Karin Johne

Geistliches Wachstum im Alltag - ein Wort, was zur Nahrung werden kann *

Überblick:
1. Einige Vorbemerkungen als Voraussetzungen:
2. Ein Wort, das zur Nahrung werden kann.
a.) Das Wort an Elia: "Steh auf und iss - dein Weg ist weit"
b.) Das Wort an mich: "Steh auf und iss - dein Weg ist weit"
3. Vorschläge für eigenes Üben:
a.) Gebet zu Beginn des Tages: "Steh auf und iss - dein Weg ist weit"
b.) Gebet während des Tages: "Steh auf und iss - dein Weg ist weit"
c.) Gebet am Ende des Tages: "Steh auf und iss - dein Weg ist weit"

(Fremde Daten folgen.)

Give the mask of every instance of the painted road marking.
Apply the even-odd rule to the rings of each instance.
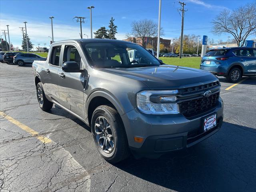
[[[236,85],[238,85],[238,84],[242,83],[243,81],[246,80],[247,79],[247,78],[245,78],[244,79],[241,80],[241,81],[240,81],[239,82],[238,82],[237,83],[235,83],[234,84],[234,85],[232,85],[232,86],[228,87],[228,88],[225,89],[225,90],[229,90],[231,88],[232,88],[232,87],[234,87],[235,86],[236,86]]]
[[[38,132],[31,129],[30,127],[28,127],[26,125],[22,124],[20,122],[17,121],[17,120],[14,119],[10,116],[6,115],[5,113],[2,111],[0,111],[0,115],[3,116],[5,118],[8,120],[10,122],[13,123],[14,124],[20,128],[21,128],[24,131],[26,131],[28,133],[31,134],[33,136],[37,136],[36,138],[39,140],[42,141],[44,143],[48,143],[52,142],[52,140],[50,139],[47,138],[47,137],[44,137],[39,135],[39,133]]]

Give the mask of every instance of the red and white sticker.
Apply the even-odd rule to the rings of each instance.
[[[204,119],[204,130],[206,131],[216,126],[216,117],[217,115],[211,115]]]

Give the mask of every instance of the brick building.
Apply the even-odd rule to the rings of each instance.
[[[153,46],[153,49],[154,50],[156,50],[157,47],[157,37],[153,37],[144,38],[145,42],[147,42],[147,48],[150,47],[151,48],[152,46]],[[123,41],[129,41],[130,42],[132,42],[133,43],[136,43],[141,46],[142,46],[142,39],[139,37],[129,37],[128,39],[124,39]],[[160,38],[160,43],[163,44],[164,45],[164,47],[166,48],[170,48],[171,40],[169,39],[164,39],[162,38]]]

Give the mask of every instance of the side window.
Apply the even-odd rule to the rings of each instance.
[[[130,54],[129,57],[130,58],[132,58],[132,51],[130,52],[129,54]]]
[[[81,56],[78,50],[74,46],[65,46],[64,56],[64,63],[66,61],[75,61],[79,66],[81,66]]]
[[[51,53],[50,63],[56,66],[59,66],[61,49],[61,46],[56,46],[52,48],[52,52]]]
[[[116,54],[116,55],[114,57],[111,57],[111,59],[112,60],[116,60],[118,62],[120,62],[121,61],[121,57],[120,57],[120,54],[119,53]]]

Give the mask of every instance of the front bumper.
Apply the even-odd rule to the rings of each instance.
[[[122,119],[132,153],[138,157],[157,157],[166,152],[189,147],[210,136],[222,125],[223,104],[220,98],[216,108],[193,119],[181,114],[146,115],[136,109],[123,115]],[[217,114],[216,126],[204,132],[204,118],[214,114]],[[134,136],[143,138],[144,142],[135,142]]]

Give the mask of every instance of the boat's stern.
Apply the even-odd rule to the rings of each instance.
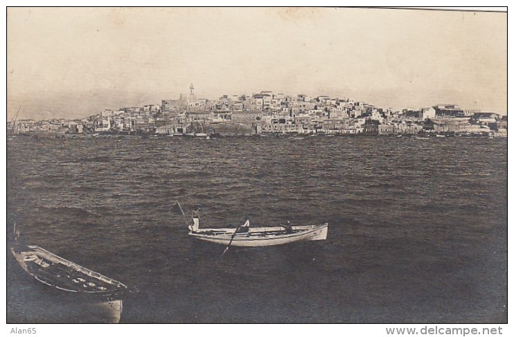
[[[326,240],[328,234],[328,223],[326,222],[322,225],[317,226],[315,230],[312,231],[312,235],[309,237],[308,241]]]

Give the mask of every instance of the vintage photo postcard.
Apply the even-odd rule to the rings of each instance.
[[[506,8],[6,17],[15,334],[506,324]]]

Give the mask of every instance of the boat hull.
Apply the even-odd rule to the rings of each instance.
[[[302,241],[326,239],[328,224],[292,226],[288,233],[282,227],[252,228],[248,233],[238,233],[236,228],[204,228],[189,235],[200,240],[236,247],[263,247]]]
[[[117,323],[123,311],[121,282],[87,269],[37,246],[11,248],[21,268],[42,288],[37,301],[28,304],[42,307],[44,322]],[[49,311],[44,315],[43,311]]]

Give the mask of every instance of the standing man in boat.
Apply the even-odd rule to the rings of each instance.
[[[196,232],[198,230],[198,227],[200,226],[200,219],[198,217],[198,207],[195,206],[195,209],[193,210],[193,221],[191,224],[189,225],[189,230],[191,232]]]

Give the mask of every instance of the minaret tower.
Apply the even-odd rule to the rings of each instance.
[[[189,86],[189,102],[194,102],[195,100],[195,87],[193,86],[193,83]]]

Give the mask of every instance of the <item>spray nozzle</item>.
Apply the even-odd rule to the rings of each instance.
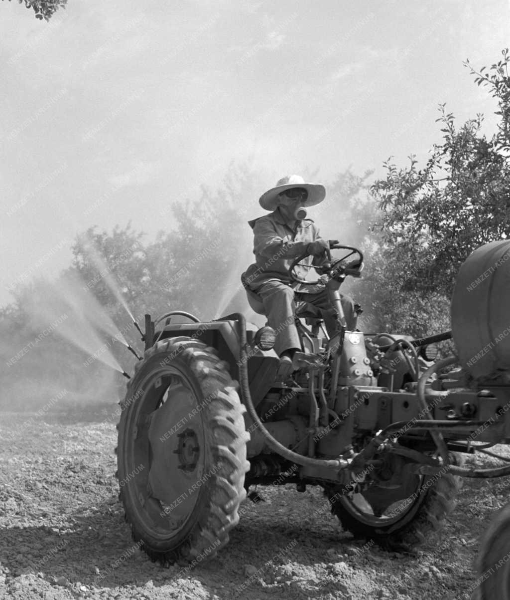
[[[136,321],[133,321],[133,325],[135,326],[135,327],[136,327],[136,328],[140,332],[140,335],[141,335],[141,341],[145,341],[145,335],[143,333],[143,332],[141,331],[141,329],[140,328],[140,325],[137,323]]]

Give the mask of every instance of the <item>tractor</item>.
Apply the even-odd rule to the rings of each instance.
[[[347,330],[339,289],[360,275],[361,250],[334,246],[315,281],[298,279],[298,257],[291,278],[326,288],[337,329],[330,337],[297,313],[302,347],[283,377],[277,331],[242,314],[146,315],[118,425],[134,539],[153,560],[196,565],[227,544],[250,487],[276,484],[319,486],[355,536],[390,548],[424,541],[453,510],[462,477],[510,475],[462,459],[510,441],[507,253],[506,241],[475,250],[458,275],[451,331],[419,339]],[[434,345],[450,338],[456,353],[438,359]],[[501,557],[496,547],[485,545],[485,569]],[[484,599],[510,599],[503,572],[488,580],[496,595],[481,587]]]

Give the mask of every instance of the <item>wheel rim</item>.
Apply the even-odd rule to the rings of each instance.
[[[131,397],[138,399],[126,435],[126,485],[144,530],[177,544],[194,524],[208,458],[200,394],[168,365],[143,379]]]
[[[364,490],[358,485],[337,502],[355,518],[374,528],[390,529],[410,518],[423,502],[424,476],[414,476],[402,488],[388,489],[372,486]]]

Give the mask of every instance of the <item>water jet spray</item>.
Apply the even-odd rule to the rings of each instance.
[[[131,346],[129,346],[129,344],[128,344],[128,345],[127,345],[127,346],[126,346],[126,348],[128,349],[128,350],[129,350],[129,351],[130,352],[132,352],[132,353],[133,353],[133,354],[134,354],[134,355],[135,355],[135,356],[137,357],[137,359],[138,359],[139,361],[141,361],[141,360],[142,360],[142,358],[141,358],[141,356],[138,356],[138,355],[137,354],[137,353],[136,353],[135,350],[134,350],[134,349],[133,349],[133,348],[132,348],[132,347],[131,347]]]

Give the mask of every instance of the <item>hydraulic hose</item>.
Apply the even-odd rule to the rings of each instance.
[[[430,421],[433,421],[434,417],[430,413],[430,411],[428,409],[428,406],[427,404],[427,400],[425,398],[425,386],[427,385],[427,382],[428,380],[431,375],[436,373],[436,371],[439,371],[439,369],[443,368],[444,367],[448,367],[448,365],[453,364],[453,363],[456,362],[457,358],[456,356],[448,356],[447,358],[443,358],[443,360],[439,361],[438,362],[435,362],[432,366],[427,369],[425,373],[420,378],[420,380],[418,382],[418,387],[417,388],[417,395],[418,396],[418,402],[421,409],[421,411],[424,413],[425,418],[428,419]],[[439,431],[430,431],[430,435],[432,436],[432,439],[437,446],[437,450],[439,451],[439,454],[441,458],[445,461],[445,464],[448,463],[448,449],[446,447],[446,445],[445,443],[444,438],[442,434]]]
[[[431,467],[427,465],[422,467],[421,472],[433,473],[437,472],[437,468]],[[449,464],[448,473],[451,473],[452,475],[460,475],[461,477],[490,479],[495,477],[504,477],[505,475],[510,475],[510,465],[505,467],[498,467],[495,469],[468,469],[467,467],[456,467],[454,465]]]
[[[243,404],[246,407],[248,414],[253,419],[254,422],[260,430],[264,439],[267,443],[267,445],[272,448],[274,452],[282,456],[287,460],[295,463],[296,464],[300,464],[303,467],[326,467],[334,468],[342,468],[347,466],[347,462],[341,460],[325,460],[321,458],[312,458],[310,457],[303,456],[298,454],[292,450],[285,448],[276,440],[265,428],[264,424],[259,418],[256,413],[255,406],[252,401],[251,394],[250,394],[249,384],[248,382],[248,355],[246,353],[246,320],[245,316],[240,313],[233,314],[233,317],[237,319],[237,323],[239,328],[239,341],[240,344],[240,350],[239,352],[239,373],[241,387],[241,398]]]

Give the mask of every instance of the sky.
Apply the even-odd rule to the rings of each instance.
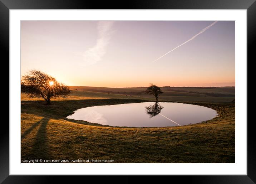
[[[69,86],[235,86],[235,21],[22,21],[21,57]]]

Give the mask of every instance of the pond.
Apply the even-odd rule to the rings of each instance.
[[[142,102],[83,108],[67,118],[113,126],[162,127],[199,123],[217,114],[214,110],[202,106]]]

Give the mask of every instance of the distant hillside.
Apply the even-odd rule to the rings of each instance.
[[[70,86],[72,90],[92,91],[129,95],[144,94],[146,87],[109,88],[90,86]],[[161,87],[162,96],[190,97],[235,97],[235,88],[220,87]]]

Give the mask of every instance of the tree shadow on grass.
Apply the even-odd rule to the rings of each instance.
[[[36,127],[38,126],[39,124],[42,122],[42,121],[43,121],[44,118],[42,118],[40,119],[39,121],[35,123],[34,124],[31,125],[30,127],[26,130],[23,134],[21,134],[20,138],[21,140],[23,139],[29,133],[30,133],[34,129],[35,129]]]
[[[40,126],[35,137],[35,141],[27,156],[34,159],[51,159],[50,149],[46,136],[46,127],[50,119],[44,117],[39,121]]]

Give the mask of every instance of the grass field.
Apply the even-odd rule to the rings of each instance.
[[[216,110],[219,115],[205,122],[182,127],[113,127],[68,119],[66,117],[83,107],[152,101],[154,98],[144,95],[126,96],[77,89],[73,89],[68,99],[53,100],[50,105],[40,99],[21,95],[21,160],[93,159],[114,160],[115,163],[235,162],[235,104],[231,102],[234,97],[163,95],[160,100],[205,106]]]

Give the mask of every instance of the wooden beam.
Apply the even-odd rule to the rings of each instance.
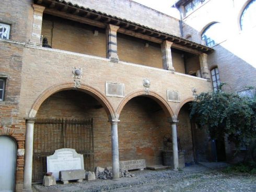
[[[61,9],[61,11],[63,12],[66,12],[67,10],[67,5],[65,5],[63,8]]]
[[[138,26],[130,26],[129,29],[131,31],[136,31],[137,29],[138,29]]]
[[[74,11],[73,12],[72,12],[72,14],[77,15],[77,14],[79,14],[79,11],[80,11],[80,10],[78,9],[75,9],[75,11]]]
[[[46,8],[44,10],[44,13],[54,15],[55,16],[59,17],[62,17],[65,19],[68,18],[68,19],[72,20],[73,21],[77,21],[82,23],[85,23],[92,26],[97,27],[100,28],[104,29],[106,27],[106,25],[101,22],[95,21],[85,17],[80,17],[77,15],[72,15],[65,12],[61,12],[55,9]]]
[[[98,15],[96,18],[94,18],[94,20],[100,20],[101,18],[101,16],[100,15]]]
[[[119,28],[118,32],[120,33],[123,33],[130,36],[135,37],[137,38],[144,39],[145,40],[147,40],[157,43],[161,43],[162,42],[162,40],[161,40],[161,39],[146,35],[145,34],[143,34],[139,33],[137,33],[136,32],[127,30],[122,28]]]
[[[202,52],[201,51],[195,50],[192,48],[187,47],[186,46],[182,46],[175,43],[172,43],[172,44],[171,45],[171,47],[177,49],[177,50],[180,50],[181,51],[185,51],[186,52],[191,53],[195,55],[200,55],[201,53],[202,53]]]
[[[55,2],[52,2],[52,3],[51,4],[51,5],[50,5],[50,6],[49,7],[50,8],[53,8],[55,7]]]
[[[146,31],[146,29],[140,28],[139,29],[137,30],[137,32],[138,33],[144,33]]]

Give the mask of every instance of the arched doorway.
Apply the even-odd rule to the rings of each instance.
[[[111,165],[108,113],[102,101],[80,91],[55,92],[38,108],[34,125],[32,182],[42,181],[46,171],[46,157],[61,148],[74,149],[83,154],[87,171]]]
[[[14,191],[17,143],[8,136],[0,136],[0,191]]]
[[[170,114],[158,102],[152,95],[139,95],[125,103],[118,127],[120,161],[143,159],[147,166],[163,164],[164,137],[171,135]]]
[[[184,150],[185,162],[225,161],[224,139],[210,140],[206,130],[201,129],[194,118],[190,119],[191,102],[191,100],[183,102],[178,111],[178,137]]]

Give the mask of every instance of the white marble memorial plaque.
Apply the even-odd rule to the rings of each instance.
[[[58,149],[52,155],[47,157],[47,172],[52,172],[56,181],[59,180],[60,171],[84,169],[84,157],[75,149]]]

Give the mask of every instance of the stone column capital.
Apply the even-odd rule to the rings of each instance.
[[[26,121],[26,123],[34,123],[36,120],[37,119],[35,117],[28,117],[28,118],[24,118],[24,119]]]
[[[177,125],[179,123],[179,121],[173,121],[172,122],[170,122],[171,125]]]
[[[32,4],[32,7],[34,9],[34,11],[37,13],[42,13],[45,9],[45,7],[37,4]]]
[[[118,119],[109,119],[108,122],[111,124],[117,124],[118,122],[120,122],[120,120]]]
[[[168,117],[167,119],[167,121],[170,123],[171,125],[172,124],[177,124],[178,123],[179,123],[179,121],[177,119],[173,119],[172,117]]]
[[[200,62],[200,67],[202,77],[206,79],[210,79],[210,71],[208,69],[208,64],[207,57],[208,55],[206,53],[201,53],[199,55],[199,61]]]
[[[117,32],[118,31],[118,29],[119,29],[120,27],[115,26],[112,24],[109,24],[107,26],[107,29],[110,30],[111,32]]]

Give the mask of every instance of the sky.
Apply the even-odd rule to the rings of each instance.
[[[176,0],[132,1],[169,15],[171,15],[171,13],[170,13],[171,11],[171,6],[177,1]]]

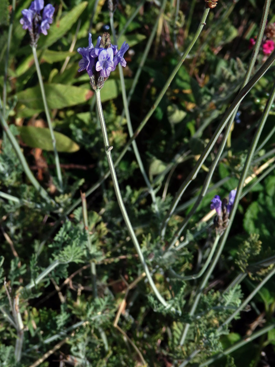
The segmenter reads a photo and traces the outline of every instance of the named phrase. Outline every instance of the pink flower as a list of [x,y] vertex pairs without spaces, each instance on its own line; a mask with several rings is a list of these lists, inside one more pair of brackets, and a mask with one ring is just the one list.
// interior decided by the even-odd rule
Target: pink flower
[[249,39],[249,46],[248,46],[248,48],[249,50],[251,50],[252,48],[256,43],[256,41],[254,38],[250,38]]
[[270,55],[274,49],[275,44],[274,41],[269,40],[263,45],[263,52],[265,55]]

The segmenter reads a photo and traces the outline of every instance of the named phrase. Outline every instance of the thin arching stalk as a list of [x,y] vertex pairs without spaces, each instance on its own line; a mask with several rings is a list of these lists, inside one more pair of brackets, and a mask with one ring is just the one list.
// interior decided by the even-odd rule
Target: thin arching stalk
[[47,100],[46,98],[46,94],[45,92],[45,88],[44,88],[44,84],[43,83],[42,76],[41,75],[41,71],[40,70],[39,63],[38,62],[37,55],[36,53],[36,48],[35,46],[33,46],[32,47],[33,57],[34,59],[34,63],[36,68],[36,71],[37,72],[38,80],[39,81],[39,85],[41,90],[41,95],[42,96],[43,103],[44,104],[44,108],[45,108],[45,113],[46,114],[46,117],[48,123],[48,126],[49,127],[50,133],[51,134],[51,137],[52,139],[52,146],[54,148],[54,159],[55,161],[55,166],[56,169],[56,173],[57,174],[57,178],[58,180],[58,184],[59,185],[60,189],[62,192],[63,191],[63,182],[62,179],[62,174],[61,174],[61,169],[60,167],[60,163],[59,161],[59,157],[58,153],[56,149],[56,142],[55,140],[55,137],[54,133],[54,129],[52,128],[52,121],[51,119],[51,116],[50,115],[49,108],[48,106]]
[[[111,172],[111,176],[112,178],[113,184],[114,184],[114,188],[115,193],[115,195],[117,197],[117,200],[118,205],[119,206],[120,208],[121,214],[122,214],[123,217],[123,219],[125,222],[125,224],[126,225],[127,229],[129,231],[129,234],[130,235],[131,238],[132,239],[135,247],[136,250],[138,252],[140,262],[141,262],[143,269],[144,269],[144,271],[146,274],[147,279],[148,280],[148,282],[153,291],[154,291],[154,292],[155,293],[160,302],[165,307],[169,307],[170,306],[169,305],[161,295],[160,293],[158,290],[157,287],[155,285],[154,281],[153,280],[151,274],[150,274],[150,272],[149,269],[148,268],[147,264],[145,261],[145,259],[144,258],[143,254],[141,251],[138,241],[138,239],[136,236],[135,234],[129,219],[127,211],[126,211],[126,209],[125,207],[125,206],[124,205],[124,202],[123,201],[123,199],[120,192],[120,190],[118,185],[118,182],[117,178],[117,175],[115,170],[115,167],[114,163],[113,162],[112,156],[111,154],[111,151],[113,148],[113,147],[110,146],[109,146],[109,141],[108,138],[107,130],[104,120],[104,116],[103,114],[103,111],[102,111],[102,108],[101,105],[101,101],[100,98],[100,90],[97,89],[95,91],[95,94],[96,97],[96,105],[98,106],[98,115],[99,117],[102,136],[103,137],[104,148],[105,149],[105,153],[106,153],[106,155],[107,157],[108,163],[109,165],[109,168]],[[173,309],[172,309],[174,311],[175,311],[175,310],[174,310]]]

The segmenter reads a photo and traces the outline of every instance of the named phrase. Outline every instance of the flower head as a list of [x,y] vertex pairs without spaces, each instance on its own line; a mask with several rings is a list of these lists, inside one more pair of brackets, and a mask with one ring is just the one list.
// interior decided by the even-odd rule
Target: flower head
[[263,52],[265,55],[270,55],[274,49],[274,41],[268,40],[263,45]]
[[256,43],[256,41],[254,38],[250,38],[249,39],[249,45],[248,46],[248,48],[249,50],[251,50],[253,48],[253,46],[254,46],[255,44]]
[[129,48],[128,44],[124,42],[120,50],[118,50],[117,46],[111,43],[110,34],[107,32],[102,37],[98,38],[94,47],[92,43],[92,35],[89,33],[89,47],[77,49],[78,52],[82,56],[82,59],[78,62],[78,71],[86,69],[92,88],[95,90],[100,89],[119,63],[123,66],[126,66],[123,55]]
[[220,217],[221,215],[221,200],[218,195],[215,195],[211,200],[210,209],[211,210],[215,209],[217,214]]
[[[40,11],[44,8],[42,17]],[[29,9],[24,9],[21,12],[23,18],[20,22],[23,29],[28,29],[30,36],[32,45],[36,46],[40,33],[47,34],[47,29],[52,23],[54,8],[50,4],[44,8],[44,0],[34,0]]]

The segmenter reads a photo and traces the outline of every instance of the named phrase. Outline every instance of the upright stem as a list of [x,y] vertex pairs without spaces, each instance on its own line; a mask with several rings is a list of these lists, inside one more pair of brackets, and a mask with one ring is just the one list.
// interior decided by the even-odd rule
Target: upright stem
[[[165,3],[166,4],[166,0],[164,0],[164,3]],[[114,28],[114,14],[112,11],[110,12],[110,18],[111,29],[112,30],[112,33],[113,33],[113,37],[114,37],[114,43],[116,44],[117,43],[117,39],[116,35],[115,34],[115,30]],[[124,108],[124,111],[125,111],[125,113],[126,116],[127,126],[128,127],[128,131],[129,131],[129,135],[130,135],[130,137],[131,138],[133,136],[133,128],[132,126],[131,119],[130,117],[130,113],[129,112],[129,107],[127,100],[127,96],[126,95],[126,91],[125,88],[125,83],[124,83],[123,72],[122,70],[122,66],[120,64],[118,65],[118,69],[119,70],[120,77],[120,82],[121,85],[122,99],[123,101],[123,106]],[[133,140],[132,142],[132,144],[133,146],[134,152],[135,153],[135,155],[136,156],[136,160],[138,162],[138,164],[139,165],[139,169],[140,170],[140,172],[143,177],[144,181],[145,181],[146,184],[147,185],[147,187],[148,188],[149,192],[151,195],[155,211],[158,215],[159,215],[159,210],[158,205],[157,203],[157,201],[156,201],[155,192],[154,191],[154,189],[152,187],[152,185],[151,184],[150,181],[149,180],[149,179],[148,178],[147,175],[146,174],[146,172],[145,171],[145,170],[144,168],[144,166],[143,166],[143,163],[142,163],[142,160],[139,154],[139,150],[138,148],[138,146],[137,145],[136,143],[136,141]]]
[[[150,274],[150,272],[148,266],[147,266],[147,264],[145,262],[143,254],[142,253],[138,241],[136,237],[136,235],[133,229],[133,227],[132,226],[132,224],[130,221],[130,219],[128,216],[128,214],[124,204],[123,199],[122,199],[122,196],[121,196],[121,194],[120,192],[120,190],[119,186],[118,185],[118,182],[117,178],[117,175],[115,174],[114,166],[114,163],[113,162],[112,156],[111,154],[111,150],[113,149],[113,147],[110,146],[109,146],[109,141],[108,139],[107,130],[106,128],[105,121],[104,120],[104,116],[103,115],[102,108],[101,105],[101,101],[100,98],[100,90],[99,89],[97,89],[95,91],[95,94],[96,97],[96,104],[98,106],[98,115],[99,117],[99,120],[100,120],[100,125],[101,126],[101,130],[102,132],[102,136],[103,137],[103,141],[104,144],[104,148],[105,148],[105,153],[106,153],[106,155],[107,157],[107,160],[109,165],[109,168],[110,168],[110,171],[111,172],[111,176],[114,184],[115,192],[115,193],[117,199],[121,212],[121,214],[122,214],[123,218],[129,231],[129,234],[131,237],[132,241],[134,245],[136,248],[136,251],[138,252],[140,262],[143,267],[143,269],[144,269],[144,271],[146,274],[149,284],[151,286],[152,289],[159,301],[162,304],[162,305],[165,306],[165,307],[168,308],[169,307],[169,305],[167,303],[165,299],[164,299],[163,297],[160,294],[155,286],[155,283],[154,283],[154,281],[151,277],[151,274]],[[173,308],[172,309],[174,311],[175,311],[175,310]]]
[[50,132],[51,133],[51,137],[52,138],[52,146],[54,148],[54,159],[55,161],[55,166],[56,168],[56,173],[57,174],[57,178],[58,180],[58,184],[59,188],[61,192],[63,191],[63,182],[62,179],[62,175],[61,174],[61,169],[60,167],[60,163],[59,161],[59,157],[58,153],[56,149],[56,143],[55,140],[55,137],[54,136],[54,129],[52,128],[52,121],[51,119],[51,116],[50,115],[49,108],[48,106],[47,100],[46,98],[46,94],[45,92],[45,89],[44,88],[44,84],[43,83],[42,79],[42,76],[41,75],[41,71],[40,70],[39,63],[38,62],[37,54],[36,53],[36,48],[35,46],[32,46],[32,47],[33,57],[34,58],[34,62],[36,67],[36,71],[38,77],[38,80],[39,81],[39,85],[40,85],[40,89],[41,90],[41,94],[43,99],[43,103],[44,104],[44,108],[45,108],[45,113],[46,114],[46,117],[47,119],[48,125],[49,127]]

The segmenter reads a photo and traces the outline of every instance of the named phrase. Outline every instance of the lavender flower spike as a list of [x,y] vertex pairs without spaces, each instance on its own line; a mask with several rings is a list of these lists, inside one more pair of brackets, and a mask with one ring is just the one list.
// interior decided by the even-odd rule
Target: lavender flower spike
[[126,62],[123,57],[123,55],[129,48],[129,45],[124,41],[122,46],[120,47],[119,51],[118,51],[117,53],[115,54],[115,56],[114,58],[114,63],[115,66],[116,66],[118,63],[120,62],[120,65],[122,66],[126,66]]
[[102,51],[98,56],[98,61],[96,65],[96,71],[100,71],[100,76],[104,78],[108,78],[111,71],[115,69],[113,59],[114,58],[114,51],[111,47],[106,50],[102,49]]
[[235,200],[236,192],[236,190],[231,190],[229,193],[228,203],[227,208],[227,211],[228,214],[231,211],[232,206],[234,203],[234,200]]
[[44,0],[34,0],[29,9],[24,9],[21,12],[23,18],[20,22],[23,29],[28,29],[31,39],[31,45],[36,46],[40,33],[47,34],[47,29],[52,23],[54,8],[50,4],[46,5],[42,17],[40,12],[44,8]]
[[98,38],[95,47],[92,43],[92,35],[89,35],[89,47],[80,47],[77,51],[82,56],[78,62],[78,71],[86,69],[90,77],[90,83],[95,90],[101,89],[104,82],[108,79],[111,72],[114,71],[120,62],[123,66],[126,66],[123,55],[129,48],[124,42],[120,50],[117,46],[111,43],[110,34],[105,32],[102,37]]
[[94,50],[94,45],[92,43],[92,34],[89,33],[88,47],[80,47],[77,49],[77,52],[82,57],[82,59],[78,62],[79,69],[78,71],[80,72],[86,70],[90,77],[93,75],[93,69],[95,65],[95,59],[91,56],[91,53]]
[[219,217],[221,216],[221,200],[218,195],[215,195],[211,200],[210,209],[211,210],[215,209]]
[[45,36],[48,34],[47,29],[50,28],[50,25],[52,23],[52,16],[54,12],[54,8],[50,4],[48,4],[44,8],[40,30],[41,33]]

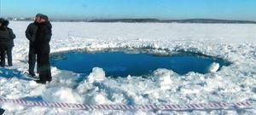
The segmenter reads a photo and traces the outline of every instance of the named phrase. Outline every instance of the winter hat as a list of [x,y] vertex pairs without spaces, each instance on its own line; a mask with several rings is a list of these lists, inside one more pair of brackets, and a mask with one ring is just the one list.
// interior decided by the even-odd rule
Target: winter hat
[[4,20],[2,23],[3,26],[9,26],[9,20]]
[[37,14],[36,17],[41,17],[42,15],[44,15],[43,14]]
[[3,19],[3,18],[0,18],[0,23],[1,23],[1,24],[3,24],[3,21],[4,21],[4,19]]
[[48,16],[45,14],[41,15],[41,18],[45,20],[46,21],[48,20]]

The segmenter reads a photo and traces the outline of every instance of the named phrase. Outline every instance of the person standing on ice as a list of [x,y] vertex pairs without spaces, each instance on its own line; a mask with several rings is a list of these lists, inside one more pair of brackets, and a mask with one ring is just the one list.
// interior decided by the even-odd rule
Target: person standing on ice
[[12,29],[7,27],[9,21],[0,19],[0,54],[1,54],[1,66],[5,66],[5,55],[8,54],[8,64],[9,66],[12,64],[11,50],[14,47],[14,34]]
[[3,27],[6,27],[8,32],[9,32],[9,46],[7,49],[7,59],[8,59],[8,66],[13,66],[13,59],[12,59],[12,49],[13,47],[15,46],[15,43],[14,43],[14,39],[16,37],[15,34],[14,34],[14,32],[11,28],[8,27],[9,26],[9,20],[5,20],[3,22]]
[[38,26],[40,22],[40,16],[42,14],[38,14],[35,17],[35,21],[28,25],[26,30],[26,37],[29,40],[29,51],[28,51],[28,72],[31,76],[36,76],[34,69],[36,64],[36,53],[34,41],[36,39],[36,33]]
[[41,15],[38,26],[38,31],[34,41],[35,53],[38,60],[38,72],[39,80],[38,83],[46,83],[46,81],[51,81],[51,72],[49,65],[49,41],[51,38],[52,26],[48,20],[47,15]]

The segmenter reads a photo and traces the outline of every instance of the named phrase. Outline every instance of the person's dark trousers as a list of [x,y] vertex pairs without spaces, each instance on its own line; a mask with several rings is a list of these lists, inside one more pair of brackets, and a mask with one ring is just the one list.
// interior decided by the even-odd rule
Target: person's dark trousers
[[49,65],[49,54],[38,54],[38,70],[39,73],[39,80],[51,81],[51,72]]
[[29,46],[29,53],[28,53],[28,72],[31,75],[35,75],[35,65],[36,65],[36,54],[35,49]]
[[13,48],[8,48],[6,52],[7,52],[7,59],[8,59],[8,65],[9,66],[13,66],[13,59],[12,59],[12,49]]
[[3,108],[0,108],[0,115],[3,115],[3,112],[4,112],[4,109],[3,109]]
[[0,49],[0,54],[1,54],[1,66],[5,66],[5,55],[6,55],[5,49]]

1. Einige Vorbemerkungen als Voraussetzungen:

a. Es geht um Wachstum. Nicht nur der Körper des Kindes wächst, auch der innere Mensch wächst - und er kennt - im Gegensatz zum leiblichen Wachsen des Kindes - keine Grenze seines Wachstums. Der innere Mensch kann wachsen, solange er lebt - und vielleicht geschieht der letzte und entscheidende Wachstumsschritt für manchen gerade in den letzten Momenten seines irdischen Lebens.

b. Für uns Christen geht es in diesem inneren Wachstumsprozess um die Gestaltwerdung Jesu Christi in jedem einzelnen von uns - um das Gleichgestaltetwerden mit ihm bis zum Vollmaß Jesu Christi. Es geht also um ein Wachsen des Bildes Christi in mir, welches von innen her geschieht und ein lebenslanger Prozess ist.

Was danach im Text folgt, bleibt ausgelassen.